The result has been increasingly wild moves across the asset class spectrum, swings that could continue through another news-filled segment.
“Next week is impossible to position,” said Jim Bianco of Bianco Research. “What stocks want is no contagion and the Fed to reverse the hike. You will get one or the other, not both.”
In a week that saw the biggest US bank failure in more than a decade and a stock decline that dwarfed any in five months, perhaps the most jarring event was in Treasuries, where yields experienced their biggest two-day fall since the financial crisis. Rating trauma like this has a habit of forcing speculative money into evasive maneuvers, especially in an economy where Fed fears have made short bonds a popular trade.
Aside from the impact on speculators, earlier Treasury swings in the magnitude of Thursday and Friday contain worrying signals for the cross-asset landscape and the US economy. Data compiled by Bespoke Investment Group shows that two-year Treasury years have seen two-day declines of 45 basis points 79 times in their nearly 50-year history. With two exceptions, in 1987 and 1989, all of these episodes occurred either during or within six months of a US recession.
Only time will tell if the collapse of SVB Financial Group portends an ever-present risk to the financial system, but investors didn’t wait for clarity. the S&P 500 slipped 4.6% in five sessions, the sharpest since September. Financials in the bar plummeted 8.5%.

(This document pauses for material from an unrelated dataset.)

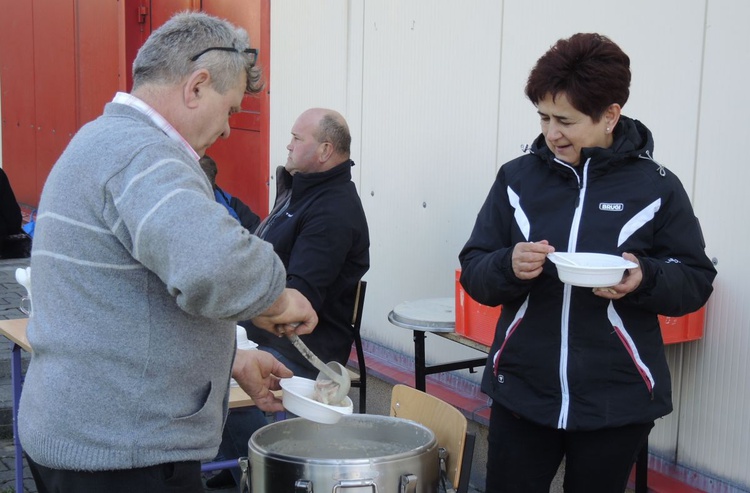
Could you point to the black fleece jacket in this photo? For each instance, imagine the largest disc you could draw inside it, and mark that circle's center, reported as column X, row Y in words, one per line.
column 323, row 240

The turmoil in stocks may have been greater than the superficial numbers suggest. A note from a Goldman Sachs trading desk said Thursday and Friday were an “8” on a scale of 1 to 10 in terms of customer rush. Client positioning skewed bearish, particularly in banks, with hedge funds and traditional fund managers trimming the group amid SVB woes. The former were net sellers of financial stocks for nine weeks.

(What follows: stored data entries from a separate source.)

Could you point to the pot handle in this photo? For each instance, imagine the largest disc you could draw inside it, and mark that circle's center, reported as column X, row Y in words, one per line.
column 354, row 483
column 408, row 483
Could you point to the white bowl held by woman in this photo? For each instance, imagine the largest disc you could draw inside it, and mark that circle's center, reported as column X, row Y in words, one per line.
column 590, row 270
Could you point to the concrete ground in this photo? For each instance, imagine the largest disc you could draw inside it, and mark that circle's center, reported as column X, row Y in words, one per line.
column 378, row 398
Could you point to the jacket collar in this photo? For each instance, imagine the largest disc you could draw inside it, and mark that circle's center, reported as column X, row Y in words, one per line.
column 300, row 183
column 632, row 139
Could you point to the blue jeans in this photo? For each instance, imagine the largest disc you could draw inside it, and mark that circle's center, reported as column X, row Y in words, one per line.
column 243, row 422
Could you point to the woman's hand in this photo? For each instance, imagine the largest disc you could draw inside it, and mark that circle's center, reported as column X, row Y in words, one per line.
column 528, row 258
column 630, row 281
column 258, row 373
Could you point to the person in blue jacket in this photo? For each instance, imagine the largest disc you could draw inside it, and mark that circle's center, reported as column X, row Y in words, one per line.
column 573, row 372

At Morgan Stanley, “recession trading was fairly widespread” among clients who reacted to hawkish comments from Fed Chair Jerome Powell on Tuesday and Wednesday, according to a trading desk report. Long-short hedge funds retreated from the market overall, while retail investors sold about $1.6 billion worth of stocks.
While all of this points to higher volatility, it has been a mistake in recent years to underestimate the stock market’s ability to correct itself on the fly. Bloomberg columnist Aaron Brown noted last week that investing environments like today’s — when bond yields are high and stock valuations are high and stocks are already down 10% — in data stretching back more than a century have almost always settled in favor of equity bulls. It is evidence of the market’s tendency to rise.

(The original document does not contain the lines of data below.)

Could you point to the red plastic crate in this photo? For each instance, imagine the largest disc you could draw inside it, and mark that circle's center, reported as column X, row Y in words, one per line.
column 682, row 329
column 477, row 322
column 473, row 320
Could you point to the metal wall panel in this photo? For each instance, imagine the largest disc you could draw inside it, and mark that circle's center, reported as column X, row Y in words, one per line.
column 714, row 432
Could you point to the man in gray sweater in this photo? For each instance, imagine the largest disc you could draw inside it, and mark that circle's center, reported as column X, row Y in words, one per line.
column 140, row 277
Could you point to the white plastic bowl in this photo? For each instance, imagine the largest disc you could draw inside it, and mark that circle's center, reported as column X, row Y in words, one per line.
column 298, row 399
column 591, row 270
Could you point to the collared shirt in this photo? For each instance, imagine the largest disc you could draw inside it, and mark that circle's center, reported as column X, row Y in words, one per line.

However, with key US consumer inflation data due Tuesday and the Fed’s March 21-22 meeting, it takes considerable strength to make large bets on stocks or other risky assets. Risks away from equities flared again on Saturday as one of the largest stablecoins in the crypto world traded well below its one-dollar mark.
“If you have bets with expiration dates, prepare to be crushed some more,” said Peter Mallouk, president of Creative Planning. “That’s the price you pay for speculation and that’s what we’ve seen here. We will continue to see speculators continue to be swiftly punished.”